Before the sun rose he heard a bird calling, briefly, repeatedly, with rather muted resonance. A dull, humble song, but one that rang out for all the living and the dead.

The soldier who helped Volsky to carry his comrades’ bodies greeted him oddly: “Now then, cheer up, Granddad!” Granddad! Volsky smiled, telling himself that, drained by a sleepless night, the other, a man of his own age, was babbling nonsense. He would have thought no more about that incongruous greeting but then the nurse, who was putting a dressing on his wrist, concluded: “There you are, Grandpa. Like that you’ll be all set for the next battle.” He burst out laughing and saw a flicker of doubt in the woman’s eyes. A mirror hung on the wall of the dressing station. He went up to it… And clapped his hand to his head, as if to hide it. His hair was white, that snowy white that some old men sport with such elegance.

From that day onward he stopped writing to Mila. The blockade of Leningrad continued and Volsky knew what that signified for a woman who had already been living through it for two years. He could imagine the city under siege in summer, those thousands of buildings filled with corpses… No letter from Mila had reached him: the postal service rarely broke through the mesh of the blockade. Besides, how could he be found, with his transfers from one front to another? Dreaming up all these reasons helped him to think that Mila was still alive.

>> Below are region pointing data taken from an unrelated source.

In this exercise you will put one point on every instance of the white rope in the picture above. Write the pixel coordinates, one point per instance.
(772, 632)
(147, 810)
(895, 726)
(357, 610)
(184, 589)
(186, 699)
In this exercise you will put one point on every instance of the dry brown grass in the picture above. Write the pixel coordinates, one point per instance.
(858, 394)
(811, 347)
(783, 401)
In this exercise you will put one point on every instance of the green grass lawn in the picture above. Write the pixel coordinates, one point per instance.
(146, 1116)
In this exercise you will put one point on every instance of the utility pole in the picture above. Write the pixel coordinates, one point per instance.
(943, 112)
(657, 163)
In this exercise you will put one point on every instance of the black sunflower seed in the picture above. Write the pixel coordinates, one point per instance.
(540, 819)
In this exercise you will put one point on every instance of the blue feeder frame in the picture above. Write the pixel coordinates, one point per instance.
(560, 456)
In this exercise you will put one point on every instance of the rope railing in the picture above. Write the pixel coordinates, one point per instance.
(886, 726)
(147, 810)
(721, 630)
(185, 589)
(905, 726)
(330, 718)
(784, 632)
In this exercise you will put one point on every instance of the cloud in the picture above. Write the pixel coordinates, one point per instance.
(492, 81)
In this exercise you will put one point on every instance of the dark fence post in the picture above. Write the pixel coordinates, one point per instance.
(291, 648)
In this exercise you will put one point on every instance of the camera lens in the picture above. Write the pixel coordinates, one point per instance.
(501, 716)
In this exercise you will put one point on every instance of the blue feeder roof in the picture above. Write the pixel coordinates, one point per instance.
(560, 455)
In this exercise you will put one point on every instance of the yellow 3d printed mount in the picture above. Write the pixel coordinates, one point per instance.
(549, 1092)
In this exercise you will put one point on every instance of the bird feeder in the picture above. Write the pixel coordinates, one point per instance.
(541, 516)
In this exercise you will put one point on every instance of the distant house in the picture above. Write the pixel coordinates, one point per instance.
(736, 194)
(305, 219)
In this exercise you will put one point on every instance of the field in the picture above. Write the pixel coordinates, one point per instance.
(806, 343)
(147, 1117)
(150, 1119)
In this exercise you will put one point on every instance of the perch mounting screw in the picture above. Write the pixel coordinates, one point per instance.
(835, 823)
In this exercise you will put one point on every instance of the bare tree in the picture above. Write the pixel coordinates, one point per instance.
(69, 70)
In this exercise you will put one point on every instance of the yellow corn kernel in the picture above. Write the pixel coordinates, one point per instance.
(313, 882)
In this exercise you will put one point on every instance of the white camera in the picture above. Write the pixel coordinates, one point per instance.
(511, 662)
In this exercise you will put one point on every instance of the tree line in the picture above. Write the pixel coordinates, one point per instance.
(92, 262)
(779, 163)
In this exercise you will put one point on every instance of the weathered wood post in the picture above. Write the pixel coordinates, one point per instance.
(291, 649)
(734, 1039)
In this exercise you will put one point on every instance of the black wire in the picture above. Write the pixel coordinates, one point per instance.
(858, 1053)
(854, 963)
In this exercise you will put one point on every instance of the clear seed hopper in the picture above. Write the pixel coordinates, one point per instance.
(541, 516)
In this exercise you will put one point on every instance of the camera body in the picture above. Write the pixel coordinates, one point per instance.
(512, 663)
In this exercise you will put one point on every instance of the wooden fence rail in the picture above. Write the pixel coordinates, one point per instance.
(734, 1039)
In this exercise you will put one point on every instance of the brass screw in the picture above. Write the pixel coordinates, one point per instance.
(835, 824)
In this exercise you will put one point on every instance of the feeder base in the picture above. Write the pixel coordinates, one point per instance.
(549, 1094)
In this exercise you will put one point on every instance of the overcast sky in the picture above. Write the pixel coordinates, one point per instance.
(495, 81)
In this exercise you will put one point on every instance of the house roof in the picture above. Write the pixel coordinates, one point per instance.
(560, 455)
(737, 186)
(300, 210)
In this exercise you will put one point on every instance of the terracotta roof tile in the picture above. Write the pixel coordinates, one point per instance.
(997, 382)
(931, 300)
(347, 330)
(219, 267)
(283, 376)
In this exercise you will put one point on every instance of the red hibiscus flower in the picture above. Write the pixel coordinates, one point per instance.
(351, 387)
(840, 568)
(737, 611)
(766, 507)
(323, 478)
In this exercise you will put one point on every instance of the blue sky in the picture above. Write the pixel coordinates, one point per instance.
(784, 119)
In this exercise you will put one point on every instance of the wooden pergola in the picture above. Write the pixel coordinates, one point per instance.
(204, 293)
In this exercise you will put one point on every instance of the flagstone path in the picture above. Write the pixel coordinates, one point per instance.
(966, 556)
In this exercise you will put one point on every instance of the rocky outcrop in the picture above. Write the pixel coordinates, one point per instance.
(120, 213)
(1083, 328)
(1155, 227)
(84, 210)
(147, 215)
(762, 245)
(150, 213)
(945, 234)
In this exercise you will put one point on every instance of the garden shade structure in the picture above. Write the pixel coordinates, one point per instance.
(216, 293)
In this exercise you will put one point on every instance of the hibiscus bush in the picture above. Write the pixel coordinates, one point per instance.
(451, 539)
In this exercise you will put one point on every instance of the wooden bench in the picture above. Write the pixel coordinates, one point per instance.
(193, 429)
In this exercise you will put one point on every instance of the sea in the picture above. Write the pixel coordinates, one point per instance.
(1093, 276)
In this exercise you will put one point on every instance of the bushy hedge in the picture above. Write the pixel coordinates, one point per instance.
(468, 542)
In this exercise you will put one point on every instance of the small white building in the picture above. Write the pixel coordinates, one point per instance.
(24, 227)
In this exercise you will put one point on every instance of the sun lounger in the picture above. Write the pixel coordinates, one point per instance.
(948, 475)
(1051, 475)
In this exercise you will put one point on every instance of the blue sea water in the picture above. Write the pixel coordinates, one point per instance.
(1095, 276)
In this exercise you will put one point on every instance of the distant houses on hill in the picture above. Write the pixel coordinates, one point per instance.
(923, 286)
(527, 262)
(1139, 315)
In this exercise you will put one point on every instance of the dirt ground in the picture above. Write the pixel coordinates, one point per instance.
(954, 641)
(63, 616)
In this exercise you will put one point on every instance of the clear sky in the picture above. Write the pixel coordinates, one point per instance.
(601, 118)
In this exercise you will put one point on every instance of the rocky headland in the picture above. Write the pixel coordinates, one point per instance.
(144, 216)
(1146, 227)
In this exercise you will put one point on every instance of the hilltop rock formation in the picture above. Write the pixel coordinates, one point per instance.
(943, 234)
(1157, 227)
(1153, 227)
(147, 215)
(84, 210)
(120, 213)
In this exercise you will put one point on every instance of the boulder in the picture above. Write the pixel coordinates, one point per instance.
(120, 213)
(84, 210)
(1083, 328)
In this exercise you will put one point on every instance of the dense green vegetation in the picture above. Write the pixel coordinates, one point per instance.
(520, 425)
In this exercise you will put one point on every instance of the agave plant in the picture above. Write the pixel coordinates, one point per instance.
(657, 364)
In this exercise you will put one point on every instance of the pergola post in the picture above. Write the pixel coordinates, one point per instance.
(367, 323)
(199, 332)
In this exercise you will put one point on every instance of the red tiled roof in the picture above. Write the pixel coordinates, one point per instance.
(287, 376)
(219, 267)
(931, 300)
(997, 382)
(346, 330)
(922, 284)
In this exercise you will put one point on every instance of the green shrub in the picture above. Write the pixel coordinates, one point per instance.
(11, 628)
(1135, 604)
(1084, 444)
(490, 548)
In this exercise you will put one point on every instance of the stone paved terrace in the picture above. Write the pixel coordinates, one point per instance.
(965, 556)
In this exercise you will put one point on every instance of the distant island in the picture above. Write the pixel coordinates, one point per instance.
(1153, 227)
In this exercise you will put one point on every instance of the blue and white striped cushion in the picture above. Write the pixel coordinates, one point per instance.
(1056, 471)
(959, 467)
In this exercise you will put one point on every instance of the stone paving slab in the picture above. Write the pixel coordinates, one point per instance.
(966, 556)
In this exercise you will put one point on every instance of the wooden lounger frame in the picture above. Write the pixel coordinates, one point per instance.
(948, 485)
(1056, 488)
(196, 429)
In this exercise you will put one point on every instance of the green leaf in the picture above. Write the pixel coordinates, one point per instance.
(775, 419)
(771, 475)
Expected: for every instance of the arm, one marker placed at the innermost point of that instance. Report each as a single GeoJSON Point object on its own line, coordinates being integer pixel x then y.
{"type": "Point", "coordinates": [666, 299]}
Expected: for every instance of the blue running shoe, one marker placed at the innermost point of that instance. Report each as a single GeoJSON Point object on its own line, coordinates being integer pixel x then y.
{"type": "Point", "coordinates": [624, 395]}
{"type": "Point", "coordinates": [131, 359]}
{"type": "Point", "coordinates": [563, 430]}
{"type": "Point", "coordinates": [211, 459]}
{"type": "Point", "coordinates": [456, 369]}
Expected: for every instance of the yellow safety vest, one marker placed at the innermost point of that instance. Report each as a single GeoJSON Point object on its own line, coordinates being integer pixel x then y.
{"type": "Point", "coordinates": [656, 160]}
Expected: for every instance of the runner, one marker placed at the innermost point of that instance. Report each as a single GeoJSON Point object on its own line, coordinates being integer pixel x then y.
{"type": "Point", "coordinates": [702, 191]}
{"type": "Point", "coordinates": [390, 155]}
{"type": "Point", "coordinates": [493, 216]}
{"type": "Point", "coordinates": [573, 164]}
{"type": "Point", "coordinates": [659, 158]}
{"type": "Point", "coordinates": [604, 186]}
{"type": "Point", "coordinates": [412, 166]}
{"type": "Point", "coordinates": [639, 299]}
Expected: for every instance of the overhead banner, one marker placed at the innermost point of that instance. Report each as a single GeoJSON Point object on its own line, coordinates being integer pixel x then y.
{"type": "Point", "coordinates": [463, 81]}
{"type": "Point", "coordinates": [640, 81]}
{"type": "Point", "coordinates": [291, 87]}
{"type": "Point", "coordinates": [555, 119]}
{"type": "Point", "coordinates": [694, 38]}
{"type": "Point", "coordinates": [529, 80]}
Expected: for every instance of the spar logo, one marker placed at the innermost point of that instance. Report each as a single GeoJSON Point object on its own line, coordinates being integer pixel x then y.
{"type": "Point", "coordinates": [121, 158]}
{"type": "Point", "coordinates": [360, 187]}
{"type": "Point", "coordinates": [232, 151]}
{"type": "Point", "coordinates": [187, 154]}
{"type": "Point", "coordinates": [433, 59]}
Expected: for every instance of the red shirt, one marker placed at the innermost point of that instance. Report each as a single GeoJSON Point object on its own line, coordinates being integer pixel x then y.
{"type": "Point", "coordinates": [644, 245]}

On the day after the Battle of Kursk, when he saw himself in the mirror at the dressing station all these speculations about the mail became pointless. This old soldier with a strangely young face, scarred with a slight rictus, was another man.

This other man went back to the war almost serenely, telling himself that the person he had once been no longer existed, a little as if he had been killed. The extinguishing of all hope made a good soldier of him. No letters, no waiting for letters, no becoming emotional, which, in war, is the frequent cause of carelessness and hence of death. He became fused with the gun he served, became effectively mechanical, impassive, thrifty with words. And as time passed he even ceased to be surprised when young people addressed him as “Grandpa.”